Editor Writes About Frack Water Disposal Edict

Featured Editorial
Getting serious about frac water


Thursday, April 28, 2011

Better late than never.

Trust, but verify.

Both of those axioms apply to recent efforts by state regulatory officials to get drillers for natural gas in the Marcellus Shale geological layer to stop dumping the recycled hydrofracturing water, and its added and picked-up compounds and mixtures, into our rivers and streams after inadequate, incomplete "treatment" at local sewage treatment plants.

First off, we don't know what is in that "water," and neither, to our knowledge, does the state Department of Environmental Protection. The DEP knows what drillers say is in the water. That is not anywhere near the same thing as having DEP-taken samples, unannounced, from drilling sites analyzed by DEP's own laboratories - as though DEP has the capability of doing such analyses.

And until we know definitively, truckload by truckload (not samples from one of every 1,000 truckloads), the chemical-laden fracking water does not belong in our streams and rivers, no matter the dilution.

We're not all that thrilled with the "disposal" method used in other states, which involves dumping the waste water into deep injection wells.

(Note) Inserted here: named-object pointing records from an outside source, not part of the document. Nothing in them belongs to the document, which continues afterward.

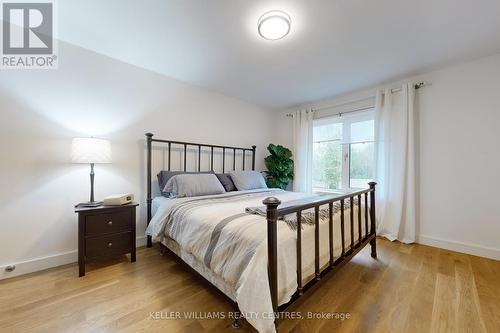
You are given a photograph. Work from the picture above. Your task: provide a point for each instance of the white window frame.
(346, 120)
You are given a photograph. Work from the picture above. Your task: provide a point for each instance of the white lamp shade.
(90, 150)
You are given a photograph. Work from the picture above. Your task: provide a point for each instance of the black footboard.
(273, 213)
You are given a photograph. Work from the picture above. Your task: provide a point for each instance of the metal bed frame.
(274, 213)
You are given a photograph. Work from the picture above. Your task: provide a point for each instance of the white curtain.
(302, 150)
(395, 163)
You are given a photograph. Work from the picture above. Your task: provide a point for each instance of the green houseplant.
(279, 165)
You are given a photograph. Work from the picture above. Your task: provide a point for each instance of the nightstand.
(105, 232)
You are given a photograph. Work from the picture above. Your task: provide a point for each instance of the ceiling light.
(274, 25)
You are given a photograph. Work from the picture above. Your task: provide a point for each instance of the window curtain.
(302, 150)
(395, 163)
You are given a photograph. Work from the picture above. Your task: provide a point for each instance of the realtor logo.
(27, 35)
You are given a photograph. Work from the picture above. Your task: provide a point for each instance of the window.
(343, 151)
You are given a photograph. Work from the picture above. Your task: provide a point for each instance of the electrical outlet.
(10, 268)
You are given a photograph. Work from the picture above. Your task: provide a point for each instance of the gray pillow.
(164, 176)
(247, 180)
(226, 181)
(193, 185)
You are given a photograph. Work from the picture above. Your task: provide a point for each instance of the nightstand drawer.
(108, 246)
(108, 223)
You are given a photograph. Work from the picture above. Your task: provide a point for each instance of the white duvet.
(217, 231)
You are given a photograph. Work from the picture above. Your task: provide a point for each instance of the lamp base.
(89, 204)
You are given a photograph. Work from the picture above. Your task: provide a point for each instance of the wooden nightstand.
(105, 232)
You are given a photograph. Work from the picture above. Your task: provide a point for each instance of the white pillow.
(193, 185)
(247, 180)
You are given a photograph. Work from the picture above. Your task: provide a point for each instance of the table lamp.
(90, 151)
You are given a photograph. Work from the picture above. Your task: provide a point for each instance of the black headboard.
(185, 145)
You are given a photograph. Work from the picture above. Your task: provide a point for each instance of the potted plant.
(279, 166)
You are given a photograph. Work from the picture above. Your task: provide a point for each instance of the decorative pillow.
(226, 181)
(193, 185)
(247, 180)
(164, 176)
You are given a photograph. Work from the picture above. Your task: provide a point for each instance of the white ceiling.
(335, 46)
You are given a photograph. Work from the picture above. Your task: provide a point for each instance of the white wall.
(459, 159)
(94, 95)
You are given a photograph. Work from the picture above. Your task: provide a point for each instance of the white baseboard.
(474, 249)
(38, 264)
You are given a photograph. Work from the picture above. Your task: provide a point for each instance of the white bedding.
(238, 255)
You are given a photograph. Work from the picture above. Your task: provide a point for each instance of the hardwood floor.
(410, 288)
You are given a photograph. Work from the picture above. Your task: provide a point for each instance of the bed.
(261, 248)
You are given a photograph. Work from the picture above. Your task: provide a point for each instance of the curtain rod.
(393, 90)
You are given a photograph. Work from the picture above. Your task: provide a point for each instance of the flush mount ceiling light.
(274, 25)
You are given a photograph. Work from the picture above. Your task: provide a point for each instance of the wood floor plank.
(409, 288)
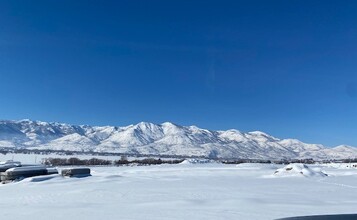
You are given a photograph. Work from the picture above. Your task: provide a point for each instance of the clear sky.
(288, 68)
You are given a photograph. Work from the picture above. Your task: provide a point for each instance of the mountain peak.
(161, 139)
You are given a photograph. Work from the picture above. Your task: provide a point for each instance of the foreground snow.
(183, 191)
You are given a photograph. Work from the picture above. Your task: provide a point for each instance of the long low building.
(18, 173)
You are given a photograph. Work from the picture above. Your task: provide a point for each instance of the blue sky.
(287, 68)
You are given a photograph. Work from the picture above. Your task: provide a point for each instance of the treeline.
(73, 161)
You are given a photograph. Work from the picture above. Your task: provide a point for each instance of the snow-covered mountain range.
(161, 139)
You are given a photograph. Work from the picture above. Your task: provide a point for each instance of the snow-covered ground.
(183, 191)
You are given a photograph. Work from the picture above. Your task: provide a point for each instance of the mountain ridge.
(167, 139)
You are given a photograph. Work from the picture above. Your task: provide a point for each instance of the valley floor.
(183, 191)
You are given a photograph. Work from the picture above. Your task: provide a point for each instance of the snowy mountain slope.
(164, 139)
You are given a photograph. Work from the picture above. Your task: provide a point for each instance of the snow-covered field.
(184, 191)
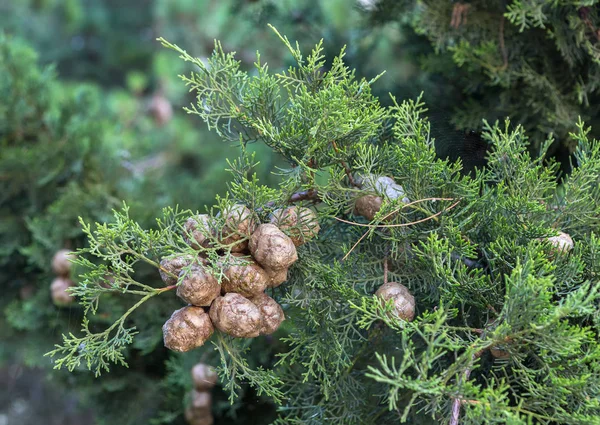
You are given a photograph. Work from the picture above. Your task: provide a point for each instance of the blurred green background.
(92, 114)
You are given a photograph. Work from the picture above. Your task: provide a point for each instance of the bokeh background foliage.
(80, 132)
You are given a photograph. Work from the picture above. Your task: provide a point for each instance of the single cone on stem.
(236, 315)
(272, 248)
(368, 206)
(58, 290)
(197, 231)
(61, 262)
(204, 377)
(383, 187)
(244, 276)
(300, 224)
(271, 311)
(404, 302)
(197, 286)
(239, 225)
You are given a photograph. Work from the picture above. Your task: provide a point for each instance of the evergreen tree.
(428, 296)
(535, 62)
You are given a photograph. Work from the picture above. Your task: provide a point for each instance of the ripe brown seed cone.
(276, 277)
(368, 206)
(58, 291)
(244, 277)
(197, 286)
(61, 262)
(197, 230)
(239, 224)
(271, 311)
(404, 302)
(236, 315)
(173, 266)
(187, 328)
(299, 223)
(198, 416)
(204, 377)
(272, 248)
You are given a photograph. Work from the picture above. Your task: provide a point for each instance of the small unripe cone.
(201, 400)
(198, 417)
(197, 286)
(404, 302)
(245, 277)
(161, 109)
(276, 277)
(239, 224)
(499, 353)
(171, 267)
(368, 206)
(384, 188)
(58, 290)
(271, 311)
(61, 262)
(236, 315)
(272, 248)
(197, 230)
(188, 328)
(299, 223)
(204, 377)
(562, 242)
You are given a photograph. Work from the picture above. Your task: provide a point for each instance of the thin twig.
(402, 224)
(502, 46)
(396, 225)
(385, 270)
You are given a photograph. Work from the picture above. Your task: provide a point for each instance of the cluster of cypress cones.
(256, 257)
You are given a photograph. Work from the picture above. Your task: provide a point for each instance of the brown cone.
(187, 328)
(197, 286)
(368, 206)
(404, 302)
(61, 262)
(245, 277)
(235, 315)
(58, 290)
(272, 248)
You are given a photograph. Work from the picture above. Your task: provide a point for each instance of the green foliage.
(535, 62)
(472, 249)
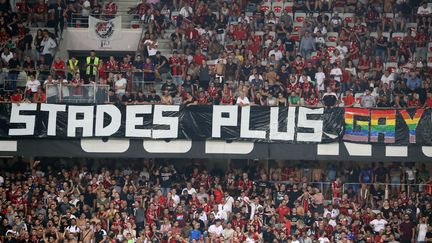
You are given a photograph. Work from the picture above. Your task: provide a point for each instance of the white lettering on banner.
(218, 121)
(52, 116)
(132, 121)
(28, 120)
(86, 123)
(316, 125)
(245, 132)
(159, 119)
(274, 125)
(113, 126)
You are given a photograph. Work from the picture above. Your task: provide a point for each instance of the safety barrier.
(82, 93)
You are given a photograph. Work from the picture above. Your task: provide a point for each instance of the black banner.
(229, 123)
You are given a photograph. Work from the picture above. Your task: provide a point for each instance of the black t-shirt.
(151, 98)
(381, 173)
(140, 98)
(406, 230)
(289, 45)
(99, 235)
(113, 98)
(329, 100)
(13, 64)
(127, 98)
(4, 229)
(262, 185)
(171, 88)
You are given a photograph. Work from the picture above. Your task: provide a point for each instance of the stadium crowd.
(148, 201)
(312, 53)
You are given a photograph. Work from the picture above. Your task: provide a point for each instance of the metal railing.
(78, 21)
(10, 85)
(73, 93)
(407, 187)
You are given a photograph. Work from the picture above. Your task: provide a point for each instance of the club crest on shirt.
(104, 29)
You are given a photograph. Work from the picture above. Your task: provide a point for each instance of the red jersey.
(191, 34)
(212, 91)
(428, 102)
(348, 100)
(313, 101)
(59, 65)
(4, 37)
(112, 65)
(298, 66)
(199, 59)
(363, 63)
(77, 90)
(227, 100)
(110, 8)
(203, 44)
(125, 66)
(40, 8)
(176, 69)
(293, 86)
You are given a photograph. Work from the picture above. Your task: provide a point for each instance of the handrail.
(385, 184)
(72, 23)
(64, 93)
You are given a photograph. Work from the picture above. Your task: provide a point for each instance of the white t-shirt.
(228, 204)
(7, 57)
(378, 224)
(185, 12)
(73, 229)
(244, 101)
(52, 88)
(278, 54)
(119, 83)
(33, 85)
(86, 9)
(323, 240)
(151, 51)
(217, 230)
(387, 80)
(424, 11)
(48, 44)
(337, 72)
(320, 77)
(190, 191)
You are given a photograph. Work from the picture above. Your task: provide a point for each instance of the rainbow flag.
(412, 122)
(360, 131)
(388, 129)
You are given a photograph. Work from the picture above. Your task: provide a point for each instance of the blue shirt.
(413, 83)
(194, 235)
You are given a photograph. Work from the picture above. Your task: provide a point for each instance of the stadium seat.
(348, 17)
(392, 59)
(411, 26)
(398, 36)
(391, 66)
(314, 56)
(266, 7)
(389, 16)
(299, 17)
(429, 57)
(330, 46)
(174, 15)
(298, 27)
(277, 8)
(332, 36)
(288, 6)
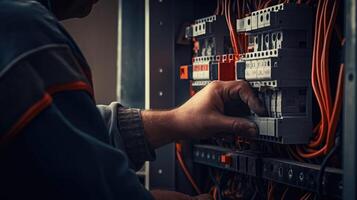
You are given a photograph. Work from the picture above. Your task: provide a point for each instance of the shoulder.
(13, 10)
(26, 25)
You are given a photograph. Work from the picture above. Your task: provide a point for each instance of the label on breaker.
(201, 72)
(258, 70)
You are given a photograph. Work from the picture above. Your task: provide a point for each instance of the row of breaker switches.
(260, 165)
(278, 16)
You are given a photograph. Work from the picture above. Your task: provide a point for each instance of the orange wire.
(184, 168)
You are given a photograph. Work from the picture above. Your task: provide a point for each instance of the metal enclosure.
(164, 18)
(349, 126)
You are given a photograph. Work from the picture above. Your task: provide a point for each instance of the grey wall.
(96, 35)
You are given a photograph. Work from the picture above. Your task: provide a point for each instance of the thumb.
(236, 125)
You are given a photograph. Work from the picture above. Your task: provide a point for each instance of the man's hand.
(169, 195)
(203, 115)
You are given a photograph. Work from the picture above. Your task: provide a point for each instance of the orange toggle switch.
(226, 159)
(184, 72)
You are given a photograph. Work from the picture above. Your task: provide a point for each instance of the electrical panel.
(276, 63)
(275, 48)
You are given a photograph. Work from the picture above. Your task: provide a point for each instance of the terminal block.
(210, 68)
(278, 66)
(281, 16)
(211, 36)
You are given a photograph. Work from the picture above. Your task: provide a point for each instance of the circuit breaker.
(276, 63)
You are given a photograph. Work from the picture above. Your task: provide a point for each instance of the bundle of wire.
(325, 130)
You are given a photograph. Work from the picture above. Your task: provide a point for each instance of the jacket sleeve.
(65, 151)
(126, 132)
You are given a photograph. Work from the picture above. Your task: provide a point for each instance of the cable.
(217, 185)
(184, 168)
(284, 193)
(324, 165)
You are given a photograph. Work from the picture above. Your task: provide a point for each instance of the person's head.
(65, 9)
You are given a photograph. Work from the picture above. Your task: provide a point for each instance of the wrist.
(160, 127)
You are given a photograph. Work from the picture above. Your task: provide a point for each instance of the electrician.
(56, 143)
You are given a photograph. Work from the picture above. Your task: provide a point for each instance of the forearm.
(160, 127)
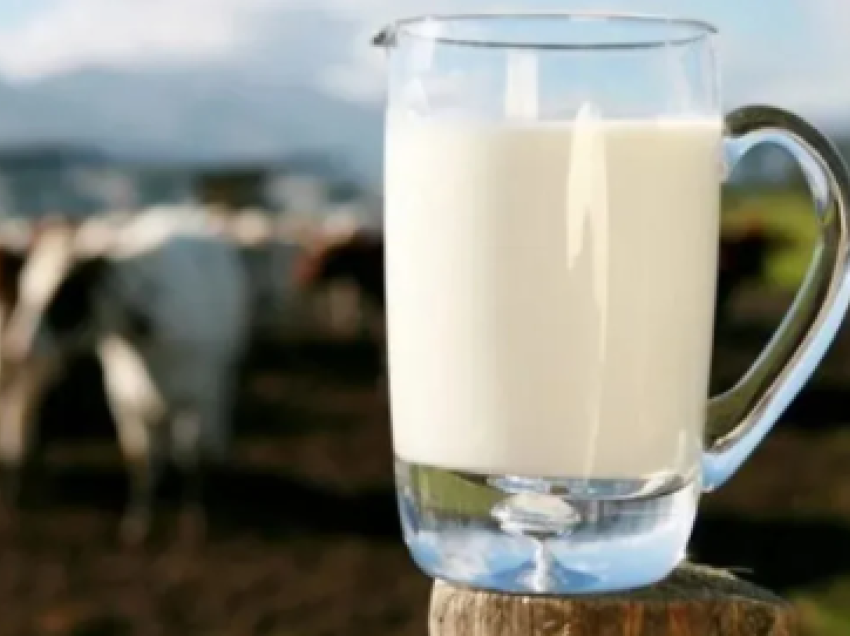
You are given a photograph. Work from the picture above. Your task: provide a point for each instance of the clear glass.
(552, 224)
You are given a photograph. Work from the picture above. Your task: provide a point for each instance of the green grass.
(786, 214)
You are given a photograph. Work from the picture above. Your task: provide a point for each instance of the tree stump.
(694, 601)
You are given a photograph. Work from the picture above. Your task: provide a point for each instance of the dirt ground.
(303, 537)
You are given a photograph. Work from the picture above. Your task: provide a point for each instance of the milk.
(551, 291)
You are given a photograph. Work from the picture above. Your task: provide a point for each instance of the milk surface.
(551, 291)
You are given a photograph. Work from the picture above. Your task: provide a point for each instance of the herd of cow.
(168, 299)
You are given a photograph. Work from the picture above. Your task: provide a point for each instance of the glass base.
(544, 536)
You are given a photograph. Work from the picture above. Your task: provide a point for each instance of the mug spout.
(386, 37)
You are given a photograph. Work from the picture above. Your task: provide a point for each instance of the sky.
(789, 52)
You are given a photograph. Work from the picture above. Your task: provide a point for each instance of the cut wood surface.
(694, 601)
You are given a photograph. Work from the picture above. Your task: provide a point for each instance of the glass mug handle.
(752, 407)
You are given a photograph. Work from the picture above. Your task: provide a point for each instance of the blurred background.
(265, 117)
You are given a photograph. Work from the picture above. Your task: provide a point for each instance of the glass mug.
(552, 227)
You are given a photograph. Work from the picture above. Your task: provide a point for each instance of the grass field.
(786, 214)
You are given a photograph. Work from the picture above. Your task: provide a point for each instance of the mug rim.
(695, 30)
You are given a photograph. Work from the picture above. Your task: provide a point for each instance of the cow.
(164, 304)
(356, 258)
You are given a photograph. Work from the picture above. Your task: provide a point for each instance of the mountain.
(192, 115)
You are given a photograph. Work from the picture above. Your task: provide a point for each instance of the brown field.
(303, 537)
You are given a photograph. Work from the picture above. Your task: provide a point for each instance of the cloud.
(73, 33)
(797, 53)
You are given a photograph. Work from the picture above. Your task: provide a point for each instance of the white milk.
(551, 292)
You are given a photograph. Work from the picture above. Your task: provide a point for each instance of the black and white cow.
(164, 303)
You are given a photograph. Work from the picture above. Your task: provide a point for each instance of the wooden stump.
(694, 601)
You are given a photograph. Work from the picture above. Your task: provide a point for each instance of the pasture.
(303, 538)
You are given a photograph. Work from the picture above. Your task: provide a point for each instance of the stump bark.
(694, 601)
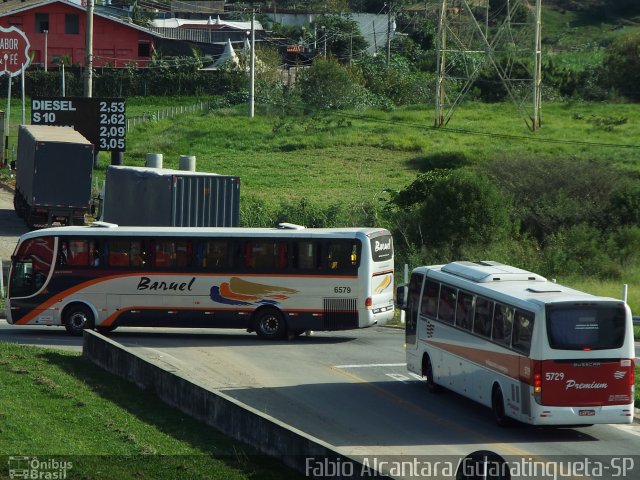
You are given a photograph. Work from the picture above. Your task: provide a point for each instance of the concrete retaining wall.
(235, 419)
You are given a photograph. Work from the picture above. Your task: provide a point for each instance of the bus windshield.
(31, 265)
(585, 326)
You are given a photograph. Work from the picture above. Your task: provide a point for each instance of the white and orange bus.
(530, 349)
(274, 281)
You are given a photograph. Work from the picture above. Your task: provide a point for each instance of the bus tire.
(270, 324)
(497, 406)
(427, 371)
(105, 330)
(78, 317)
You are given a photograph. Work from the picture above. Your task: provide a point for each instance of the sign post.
(14, 59)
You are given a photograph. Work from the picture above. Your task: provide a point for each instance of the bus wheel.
(78, 317)
(270, 324)
(427, 371)
(497, 405)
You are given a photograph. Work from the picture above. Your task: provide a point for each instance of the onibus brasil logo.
(34, 468)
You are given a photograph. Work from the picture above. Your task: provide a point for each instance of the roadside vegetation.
(70, 410)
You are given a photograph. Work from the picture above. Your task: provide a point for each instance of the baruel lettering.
(381, 247)
(145, 283)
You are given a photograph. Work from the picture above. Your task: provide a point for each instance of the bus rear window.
(585, 327)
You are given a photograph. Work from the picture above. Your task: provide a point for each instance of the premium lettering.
(585, 386)
(145, 283)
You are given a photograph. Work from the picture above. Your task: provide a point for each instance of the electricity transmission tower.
(495, 43)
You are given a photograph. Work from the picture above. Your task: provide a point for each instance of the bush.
(550, 194)
(327, 85)
(622, 66)
(576, 250)
(463, 208)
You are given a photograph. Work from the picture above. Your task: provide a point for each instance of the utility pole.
(324, 35)
(350, 48)
(441, 42)
(252, 70)
(388, 34)
(537, 67)
(46, 50)
(88, 74)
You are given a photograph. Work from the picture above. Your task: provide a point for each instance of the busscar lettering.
(145, 283)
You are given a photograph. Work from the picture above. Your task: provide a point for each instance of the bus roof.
(102, 229)
(500, 281)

According to our layman's knowledge of geology, earthquakes can spew that water upward. Well casings can crack. And, though this might be far-fetched, the planet's interior is hot. Steam, anyone?

But deep-well disposal seems to be preferable to groundwater disposal, at least for now.

Yet the state is urging it, not ordering it.

That concerns us.

And judging by the inquiries we are receiving, it concerns fellow Pennsylvanians of all political persuasions as well.